Einige Europäer denken, dass all das bereits zu den Errungenschaften gehört und sich ihre Situation nur verbessern kann. Bestenfalls strengen sie sich nicht mehr an. Sie pflegen ihren Egoismus, lehnen es ab, sich in Frage zu stellen, oder wahrzunehmen, was anderswo geschieht. In Afrika, in Asien, in der arabischen Welt. "Sie wollen immer mehr", so drückte es der Journalist und Beobachter der französischen Gesellschaft François de Closet aus. Der Solidaritätsgedanke verkümmert und verschwindet nach und nach vollständig. Früher – in den 1970er Jahren – gingen die Europäer auf die Straße, um gegen die Diktaturen in Lateinamerika, gegen den Vietnamkrieg, gegen das südafrikanische System der Apartheid, sowie gegen Rassismus und Diskriminierung in Europa selbst zu demonstrieren.
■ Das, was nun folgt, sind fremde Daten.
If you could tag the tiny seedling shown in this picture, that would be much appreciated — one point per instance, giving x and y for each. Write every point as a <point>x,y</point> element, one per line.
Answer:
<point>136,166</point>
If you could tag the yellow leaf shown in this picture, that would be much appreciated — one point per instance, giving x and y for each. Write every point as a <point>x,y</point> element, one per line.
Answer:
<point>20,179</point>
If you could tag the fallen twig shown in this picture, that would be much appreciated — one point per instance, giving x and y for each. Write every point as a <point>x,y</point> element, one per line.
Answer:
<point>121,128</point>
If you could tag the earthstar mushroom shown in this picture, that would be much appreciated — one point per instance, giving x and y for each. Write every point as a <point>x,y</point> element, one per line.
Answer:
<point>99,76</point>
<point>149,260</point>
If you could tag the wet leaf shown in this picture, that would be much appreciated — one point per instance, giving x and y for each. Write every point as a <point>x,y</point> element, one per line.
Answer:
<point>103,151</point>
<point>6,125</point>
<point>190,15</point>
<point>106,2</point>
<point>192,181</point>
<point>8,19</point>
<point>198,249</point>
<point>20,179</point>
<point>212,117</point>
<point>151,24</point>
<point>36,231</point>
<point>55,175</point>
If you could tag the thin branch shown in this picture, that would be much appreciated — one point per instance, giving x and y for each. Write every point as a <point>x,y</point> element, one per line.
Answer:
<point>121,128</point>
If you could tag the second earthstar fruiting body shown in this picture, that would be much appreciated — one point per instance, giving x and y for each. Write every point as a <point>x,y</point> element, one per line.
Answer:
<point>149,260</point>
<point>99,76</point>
Es war das Zeitalter, in dem die Intellektuellen das Signal zur Mobilisierung gaben: Jean-Paul Sartre, Michel Foucault, Jean Genet, Claude Mauriac, Maurice Clavel…

Heute gibt es keine geistigen Vorbilder [maître à penser], keine Großkundgebungen und keine wirkliche Solidarität mit den leidenden Völkern mehr. Etwas wirklich Gutes ist verloren gegangen. Aus dem solidarischen und brüderlichen Europa ist ein Europa der staatlichen und bürgerlichen Egoismen geworden. Einige Politiker – allen voran die von rechts – haben das Spiel mit der Angst getrieben und daraus eine Wahlkampfindustrie gemacht. Die europäische Wirtschaft hat sich zum Teil dank ausländischer Arbeitskraft – d. h. Einwanderern – entwickelt. Nur einige wenige politische Verantwortungsträger erkennen das auch heute noch an und gedenken diesen Bevölkerungsgruppen, die von anderswo kamen. Nun sind es die Kinder dieser Millionen von Immigranten, die zum Problem geworden sind. Was tun mit den dunkelhäutigen, schwarzen oder multikulturellen Europäern? Wie lernt man mit einer anderen Kultur, einer anderen Religion zu leben?
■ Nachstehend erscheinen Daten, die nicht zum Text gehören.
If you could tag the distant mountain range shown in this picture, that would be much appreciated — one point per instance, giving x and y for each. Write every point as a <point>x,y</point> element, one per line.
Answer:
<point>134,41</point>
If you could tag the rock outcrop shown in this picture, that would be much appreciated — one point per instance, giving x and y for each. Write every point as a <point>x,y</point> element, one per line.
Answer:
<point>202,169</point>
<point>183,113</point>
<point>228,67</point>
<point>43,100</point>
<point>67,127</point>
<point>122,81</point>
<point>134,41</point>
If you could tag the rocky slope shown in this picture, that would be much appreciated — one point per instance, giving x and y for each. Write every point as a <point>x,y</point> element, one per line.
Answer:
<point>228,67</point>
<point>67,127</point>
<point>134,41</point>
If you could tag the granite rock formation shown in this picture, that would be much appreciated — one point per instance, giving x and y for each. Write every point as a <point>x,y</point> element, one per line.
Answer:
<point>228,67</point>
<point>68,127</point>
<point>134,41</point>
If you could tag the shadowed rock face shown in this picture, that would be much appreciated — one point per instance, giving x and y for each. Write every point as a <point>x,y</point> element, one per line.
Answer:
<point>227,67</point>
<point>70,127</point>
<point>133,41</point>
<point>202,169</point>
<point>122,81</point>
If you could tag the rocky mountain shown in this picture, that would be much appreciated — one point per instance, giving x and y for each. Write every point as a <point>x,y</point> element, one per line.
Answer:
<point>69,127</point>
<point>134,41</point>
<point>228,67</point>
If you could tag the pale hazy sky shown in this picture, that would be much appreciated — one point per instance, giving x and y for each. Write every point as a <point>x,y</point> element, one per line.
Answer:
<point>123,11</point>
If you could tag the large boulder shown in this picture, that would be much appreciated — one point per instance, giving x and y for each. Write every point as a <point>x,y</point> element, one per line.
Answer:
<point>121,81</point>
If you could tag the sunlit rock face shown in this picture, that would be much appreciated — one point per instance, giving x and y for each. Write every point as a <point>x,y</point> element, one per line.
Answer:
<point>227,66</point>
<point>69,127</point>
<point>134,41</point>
Europas Rolle und Zukunft ist die ständige Erinnerung

Europa sollte lernen, in den Spiegel zu schauen. Sein Bild, seine menschliche Landschaft ist nicht mehr nur weiß, nur christlich. Europa ist ein Gemenge und besteht aus verschiedenen Partikeln. Man sieht das auf der Straße. Aber man sagt sich, dass es sich nur um Passanten in Europa handelt, die in ihr Dorf, ihr Heimatland zurückkehren werden. Irrtum! Diese Menschen sind Europäer. Ihr Land ist Europa. Ihre Nationalität ist die Europäische. Ihre Kultur ist eine Doppelte, oder Dreifache. All das steht für eine menschliche Globalisierung, die nicht industrieller oder finanzieller Natur ist. Der Mensch ist das Kapital der Welt. Nicht die Technik.
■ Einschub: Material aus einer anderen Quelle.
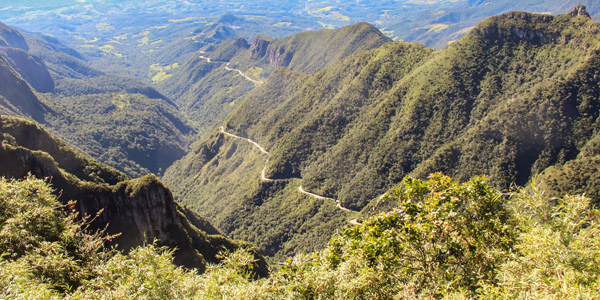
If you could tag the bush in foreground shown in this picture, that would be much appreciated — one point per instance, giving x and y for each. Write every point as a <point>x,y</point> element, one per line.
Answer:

Der französische Philosoph Etienne Balibar schreibt in seinem "Vorschlag einer Gleich-Freiheit" [La proposition de l’égaliberté], dass "Europa nicht allein seinem eigenen Selbstzweck dient, sondern als Instrument anerkannt werden muss, welches den Lauf der Globalisierung verändern kann". Die Veränderung Europas, die doch seine Zukunft ausmacht, bleibt unberücksichtigt. Doch ist ein Europa, dem man seine intakte Weißheit seiner traditionellen Kultur zurückgibt, überhaupt noch möglich, realisierbar? Ich denke nicht. (jh)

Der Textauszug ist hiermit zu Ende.